Index funds contribute to market melt-ups and meltdowns
I don't see how this works. At least not explained by the article. Index funds aren't selling often, so how exactly is "selling begetting selling" with index funds?
Index funds reduce the quality of stock analysis
This one seems to just be saying, "active managers still can't compete." Uh, sorry? If anything, as more people get pushed into index funds because they perform better, it should open active managers to be able to find pockets of performance. That they still can't do so isn't the fault of index funds, it's just an indictment of how hard it is to "analyze" stocks and pick winners.

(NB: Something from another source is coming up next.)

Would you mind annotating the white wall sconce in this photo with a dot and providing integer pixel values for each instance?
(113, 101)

Index funds contribute to poor corporate governance
This one has been covered a lot lately, but the idea that somehow active fund managers have better interests for us than index fund managers is laughable. Heck, why do we believe corporate governance is somehow a net positive by stock holder opinions anyway? Do I, as an individual investor, really know better than the people on the board?
The investing angle
This one didn't even have a negative. In fact, it kind of disputes the point above about stock analysis. Index funds should allow for arbitrage. It seems like in this case it worked out, but somehow in the examples above it's a negative?

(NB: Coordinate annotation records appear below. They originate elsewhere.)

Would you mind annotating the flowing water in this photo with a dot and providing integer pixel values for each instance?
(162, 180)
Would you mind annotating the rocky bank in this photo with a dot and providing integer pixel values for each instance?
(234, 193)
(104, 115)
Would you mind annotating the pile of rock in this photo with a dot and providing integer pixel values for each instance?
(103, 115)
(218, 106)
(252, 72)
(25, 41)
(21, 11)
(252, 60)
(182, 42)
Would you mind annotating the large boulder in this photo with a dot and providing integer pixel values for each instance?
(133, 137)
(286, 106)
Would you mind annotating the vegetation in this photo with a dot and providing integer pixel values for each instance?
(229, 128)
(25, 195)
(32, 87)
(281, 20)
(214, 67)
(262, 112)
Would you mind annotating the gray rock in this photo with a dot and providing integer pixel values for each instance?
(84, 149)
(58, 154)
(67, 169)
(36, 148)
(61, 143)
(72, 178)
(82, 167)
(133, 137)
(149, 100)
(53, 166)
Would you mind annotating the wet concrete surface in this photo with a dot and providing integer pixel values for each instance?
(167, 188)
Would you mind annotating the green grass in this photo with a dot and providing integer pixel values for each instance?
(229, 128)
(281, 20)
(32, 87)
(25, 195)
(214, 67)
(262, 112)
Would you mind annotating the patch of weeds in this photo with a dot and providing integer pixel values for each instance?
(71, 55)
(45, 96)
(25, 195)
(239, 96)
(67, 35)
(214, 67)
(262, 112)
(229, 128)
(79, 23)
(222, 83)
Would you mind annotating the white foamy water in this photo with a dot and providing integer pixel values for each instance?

The ultra-contrarian angle
This just seems to be trying to appeal to emotion that we're somehow harming active managers and we should pity them? Good luck with that.
All in all, this just seems like another garbage article. Active fund managers don't like that index funds are not only cheaper, but out perform them. So of course we'll start seeing articles about how index investing is just the worst. I see it as similar to the amount of articles we're seeing lately that "FIRE isn't reasonable." It's a threat to people's livelihoods, so of course they're going to try to downplay them.